また、人間の生死が厳しく問われる場面で思い浮かぶのは、強制収容所で数百万と言われるユダヤ人が犠牲になった光景である。収容所を生き延びた精神科医のV・フランクルは、収容所での出会いを振り返って、意味深いエピソードを語っている。フランクルのもとに死にたいと告げにきた二人の人がいた。彼らにフランクルは次のように問いかける。「あなたたちを待っている何かがあるはずです。それが何かを考えてください」。しばらくの沈黙のあとで、一人の人は「愛してやまない子供が外国で待っている」と答えた。もう一人の人は「科学の研究書をまだ書き終えていない」と答えた。このようにして二人は自殺を思いとどまったという。彼らには待っている何か、誰かがいたのである。
我々は危機に接するなかで、普段は脇の方において見向きもしない何かが露わになる。一つは、ホスピス病棟で触れた「魂」であり、もう一つは、フランクルが語った「人間に向かって問う存在」への目覚めではないだろうか。この2点を以下にまとめてみたい。
まず、「露わになる魂」である。精神的虚無感がアメリカ社会を覆っているという。ルーティンのように定時に目覚ましで起こされ仕事場へと押し出され、夜に戻ってテレビを見て寝るような単調な生活が繰り返される。大成功を収めた人物も、「なんでもっと達成感がないのだ。まるで偽物みたい」と語っていた。彼らばかりではなく我々も「いい生活」と「いい人生」の違いを再考する時ではないだろうか。内なる自分は、単に数値で測られる人生を願っているのではなく、「何のためにここにいるのか」「どこへ向かっているのか」という人生の意味や目的を求めてやまないのであり、それが満たされずに精神的虚無感に陥っている。これは、魂の飢え渇きを物語ってはいないだろうか。

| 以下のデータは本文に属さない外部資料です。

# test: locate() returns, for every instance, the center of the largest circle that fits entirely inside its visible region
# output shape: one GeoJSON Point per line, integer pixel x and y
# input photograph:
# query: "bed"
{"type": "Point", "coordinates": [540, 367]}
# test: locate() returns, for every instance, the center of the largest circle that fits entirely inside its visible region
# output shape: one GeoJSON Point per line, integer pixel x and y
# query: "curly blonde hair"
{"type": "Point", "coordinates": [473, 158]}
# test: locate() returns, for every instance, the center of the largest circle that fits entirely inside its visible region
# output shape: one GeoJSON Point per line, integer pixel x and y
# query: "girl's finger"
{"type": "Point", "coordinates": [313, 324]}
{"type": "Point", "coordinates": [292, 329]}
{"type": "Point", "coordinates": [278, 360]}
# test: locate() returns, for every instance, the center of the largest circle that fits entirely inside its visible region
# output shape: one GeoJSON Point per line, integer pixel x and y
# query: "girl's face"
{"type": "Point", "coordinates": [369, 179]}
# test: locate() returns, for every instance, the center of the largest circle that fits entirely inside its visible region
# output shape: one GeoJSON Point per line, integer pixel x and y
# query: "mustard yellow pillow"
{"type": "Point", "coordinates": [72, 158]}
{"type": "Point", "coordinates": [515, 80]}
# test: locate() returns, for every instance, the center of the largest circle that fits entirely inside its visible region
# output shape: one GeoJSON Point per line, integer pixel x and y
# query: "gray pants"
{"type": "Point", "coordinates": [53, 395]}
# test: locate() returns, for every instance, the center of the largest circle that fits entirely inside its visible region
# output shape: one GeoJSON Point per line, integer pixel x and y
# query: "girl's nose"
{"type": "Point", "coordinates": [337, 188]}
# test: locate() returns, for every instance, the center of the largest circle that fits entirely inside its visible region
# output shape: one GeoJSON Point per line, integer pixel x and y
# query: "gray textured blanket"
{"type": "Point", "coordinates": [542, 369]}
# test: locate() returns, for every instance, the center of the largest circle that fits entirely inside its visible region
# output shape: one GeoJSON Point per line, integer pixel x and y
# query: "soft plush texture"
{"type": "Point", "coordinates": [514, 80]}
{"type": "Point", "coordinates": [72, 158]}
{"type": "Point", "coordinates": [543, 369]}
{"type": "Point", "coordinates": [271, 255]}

二つ目は、「人間に向かって問う存在」である。私自身(おそらく多くの方々も)、まったく不思議としか思えない経験をしている。自分の意向とは関係なく、向こうの方から多くの「出来事」が矢のように向かってくることである。自分の思い通りに出来事が起きて展開するならば、私は自分の人生の主人公といってよいのだが、私に向けられる「出来事」は、意に反している、反していないに関係なく、毎時毎時に矢のように向かってくる。
投げかけられる「出来事」
かように、「出来事」が私の計算とか示唆とは全く次元の異なるところで仕組まれ、投げかけられている不思議さと霊妙さ。つまり、一人一人が「人間に向かって問う存在」から「出来事」という形で掴(つか)まえられ、応答するよう義務づけられている。職業を意味するドイツ語の Berufも英語のcalling も、もともとは天から呼びかけられた使命とか天職を意味する。これもまた「人間に向かって問う存在」からの視座ではないだろうか。
今日、人生の意味とか自己肯定感が揺れ動いているが、その根拠もこの辺りに知恵が隠されている気がする。